MATH PROBLEM
posted by Kim .
One revolution of the Sun by the Earth requires 365 days, 5 hours, 48 minutes and 49.7 seconds. the 5 hours, 48 minutes and 49.7 second is approximated to 1/4 of a day. Every 4th year, one full day is added( leap year). How much of an error in minutes and seconds does this approximation produce every 4 years?( This time difference is corrected at some later date.)
Find the result when the largest 4 digit number, all of whose digits are different, is subtracted from the smallest 5digits number, all of whose digits are different .

first: what is the difference in 5h48'49.7" and 6hr?
answer: 11'10.3" check that. In four years, it is four times that.

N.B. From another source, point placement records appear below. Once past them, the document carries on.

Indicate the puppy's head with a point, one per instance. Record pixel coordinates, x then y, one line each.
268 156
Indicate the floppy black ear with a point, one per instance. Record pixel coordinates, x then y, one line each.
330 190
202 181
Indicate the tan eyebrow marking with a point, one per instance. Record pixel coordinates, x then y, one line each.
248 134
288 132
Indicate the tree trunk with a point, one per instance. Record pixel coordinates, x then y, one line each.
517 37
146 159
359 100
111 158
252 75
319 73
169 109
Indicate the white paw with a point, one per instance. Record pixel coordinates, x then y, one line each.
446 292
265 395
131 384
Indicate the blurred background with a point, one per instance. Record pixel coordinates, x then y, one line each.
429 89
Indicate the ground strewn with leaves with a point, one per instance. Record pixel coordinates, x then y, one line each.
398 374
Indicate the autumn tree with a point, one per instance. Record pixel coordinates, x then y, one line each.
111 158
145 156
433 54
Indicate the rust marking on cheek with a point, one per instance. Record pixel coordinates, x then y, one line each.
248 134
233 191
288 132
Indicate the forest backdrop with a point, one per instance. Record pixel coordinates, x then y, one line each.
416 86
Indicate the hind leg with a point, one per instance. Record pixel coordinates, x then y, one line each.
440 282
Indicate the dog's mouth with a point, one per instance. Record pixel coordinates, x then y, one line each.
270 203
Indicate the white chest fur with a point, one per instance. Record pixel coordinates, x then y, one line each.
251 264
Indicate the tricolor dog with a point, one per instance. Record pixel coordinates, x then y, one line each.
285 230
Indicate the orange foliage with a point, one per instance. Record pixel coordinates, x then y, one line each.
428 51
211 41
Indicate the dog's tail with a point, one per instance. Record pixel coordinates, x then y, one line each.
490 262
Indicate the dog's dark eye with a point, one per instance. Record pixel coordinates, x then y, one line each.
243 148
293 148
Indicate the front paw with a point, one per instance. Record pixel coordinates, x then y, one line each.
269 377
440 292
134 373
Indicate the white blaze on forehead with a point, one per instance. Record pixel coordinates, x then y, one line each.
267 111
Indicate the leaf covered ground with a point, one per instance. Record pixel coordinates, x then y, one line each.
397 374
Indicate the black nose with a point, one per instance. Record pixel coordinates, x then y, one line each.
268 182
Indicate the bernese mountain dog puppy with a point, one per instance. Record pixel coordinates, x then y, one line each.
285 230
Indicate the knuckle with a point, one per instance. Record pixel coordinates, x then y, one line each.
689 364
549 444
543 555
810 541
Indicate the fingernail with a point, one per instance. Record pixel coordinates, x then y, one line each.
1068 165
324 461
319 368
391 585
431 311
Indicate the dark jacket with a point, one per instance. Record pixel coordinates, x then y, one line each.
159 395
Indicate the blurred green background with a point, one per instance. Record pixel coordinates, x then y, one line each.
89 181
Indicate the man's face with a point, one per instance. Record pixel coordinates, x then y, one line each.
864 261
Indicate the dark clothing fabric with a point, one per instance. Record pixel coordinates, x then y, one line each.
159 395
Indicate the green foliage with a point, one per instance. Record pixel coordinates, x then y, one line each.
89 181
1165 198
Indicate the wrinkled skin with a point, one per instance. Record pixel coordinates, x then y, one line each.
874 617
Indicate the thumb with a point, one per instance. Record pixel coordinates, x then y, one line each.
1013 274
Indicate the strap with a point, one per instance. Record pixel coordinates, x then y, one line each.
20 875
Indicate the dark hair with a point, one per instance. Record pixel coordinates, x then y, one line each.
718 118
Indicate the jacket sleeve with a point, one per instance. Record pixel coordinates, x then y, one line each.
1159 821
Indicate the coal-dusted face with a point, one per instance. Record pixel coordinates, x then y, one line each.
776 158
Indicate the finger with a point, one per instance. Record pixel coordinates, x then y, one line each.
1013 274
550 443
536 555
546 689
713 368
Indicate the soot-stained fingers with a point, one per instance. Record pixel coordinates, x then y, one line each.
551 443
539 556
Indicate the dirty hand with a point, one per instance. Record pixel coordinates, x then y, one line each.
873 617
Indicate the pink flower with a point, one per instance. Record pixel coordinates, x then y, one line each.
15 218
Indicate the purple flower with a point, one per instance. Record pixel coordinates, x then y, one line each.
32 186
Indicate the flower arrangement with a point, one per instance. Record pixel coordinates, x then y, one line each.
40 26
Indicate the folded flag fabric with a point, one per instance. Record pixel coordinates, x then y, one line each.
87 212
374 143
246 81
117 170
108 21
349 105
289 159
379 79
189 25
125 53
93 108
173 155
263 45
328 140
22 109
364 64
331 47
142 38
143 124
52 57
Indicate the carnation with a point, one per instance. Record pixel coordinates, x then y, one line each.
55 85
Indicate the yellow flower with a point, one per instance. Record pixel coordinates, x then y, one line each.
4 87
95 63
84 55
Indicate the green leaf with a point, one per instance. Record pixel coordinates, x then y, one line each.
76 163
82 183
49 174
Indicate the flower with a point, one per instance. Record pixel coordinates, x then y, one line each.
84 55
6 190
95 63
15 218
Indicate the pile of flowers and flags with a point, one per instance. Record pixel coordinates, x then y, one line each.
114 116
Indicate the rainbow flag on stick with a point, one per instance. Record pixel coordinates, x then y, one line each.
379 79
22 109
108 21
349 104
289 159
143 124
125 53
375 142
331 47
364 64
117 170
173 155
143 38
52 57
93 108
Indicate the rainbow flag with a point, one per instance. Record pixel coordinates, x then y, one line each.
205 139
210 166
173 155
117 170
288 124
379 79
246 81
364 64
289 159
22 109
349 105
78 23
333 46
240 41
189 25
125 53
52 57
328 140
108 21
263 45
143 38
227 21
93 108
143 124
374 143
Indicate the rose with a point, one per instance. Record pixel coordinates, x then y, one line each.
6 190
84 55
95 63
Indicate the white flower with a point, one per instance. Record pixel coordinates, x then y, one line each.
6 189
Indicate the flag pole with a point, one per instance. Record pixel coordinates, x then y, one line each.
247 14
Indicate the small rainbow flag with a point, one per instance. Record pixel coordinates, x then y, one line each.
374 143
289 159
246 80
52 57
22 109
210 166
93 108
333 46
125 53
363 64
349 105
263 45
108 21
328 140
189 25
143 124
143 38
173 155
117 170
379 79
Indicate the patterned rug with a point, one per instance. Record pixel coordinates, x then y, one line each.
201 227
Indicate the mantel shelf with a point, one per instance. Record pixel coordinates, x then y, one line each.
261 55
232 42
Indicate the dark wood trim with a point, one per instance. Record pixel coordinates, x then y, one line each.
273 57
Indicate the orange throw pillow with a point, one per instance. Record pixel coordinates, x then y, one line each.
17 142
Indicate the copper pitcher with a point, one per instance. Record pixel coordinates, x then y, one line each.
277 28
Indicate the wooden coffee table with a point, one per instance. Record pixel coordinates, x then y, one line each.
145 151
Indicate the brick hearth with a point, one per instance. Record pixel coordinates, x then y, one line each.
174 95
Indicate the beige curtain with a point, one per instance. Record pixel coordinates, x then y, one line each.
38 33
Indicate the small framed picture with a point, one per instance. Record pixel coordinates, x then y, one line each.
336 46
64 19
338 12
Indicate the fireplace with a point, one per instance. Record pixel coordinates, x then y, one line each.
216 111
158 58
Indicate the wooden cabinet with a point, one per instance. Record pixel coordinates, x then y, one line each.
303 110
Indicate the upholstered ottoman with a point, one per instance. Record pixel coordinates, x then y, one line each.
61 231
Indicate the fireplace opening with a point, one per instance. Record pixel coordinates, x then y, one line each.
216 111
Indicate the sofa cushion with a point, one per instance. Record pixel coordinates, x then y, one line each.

second. smallest 5 digit number dealing with digits 0,1,2,3,4, and leading digit not zero: 10234
largest 4 digit number: 9876 
5 hrs, 48 min, 49.7 sec
= 5/24 + 48/(24x60) + 49.7/(24x60x60)
= .2422442 of a day error
in 4 years that would be .9689676
so when we add a day we have a difference of
1  .9689676 = .0310324 of a day off every 4 years
which is equal to 44 minutes and 41.2 seconds
BTW, the current rule is this:
If the year is divisible by 4, then you have a leap year UNLESS, the year was a century whose first 2 digits were not divisible by 4, then you did not have a leap year, otherwise the century would also be a leap year
Thus in 1900 we did not have a leap year
but in 2000 we did.
There is something called "Zeller's Congruence"
http://en.wikipedia.org/wiki/Zeller's_congruence
which uses the above rules to calculate what day of the week any particular date is. I used to assign my computer science class to make up a program than has as input the date of your birthday, and it was to tell you if that was a Monday, Tuesday, etc.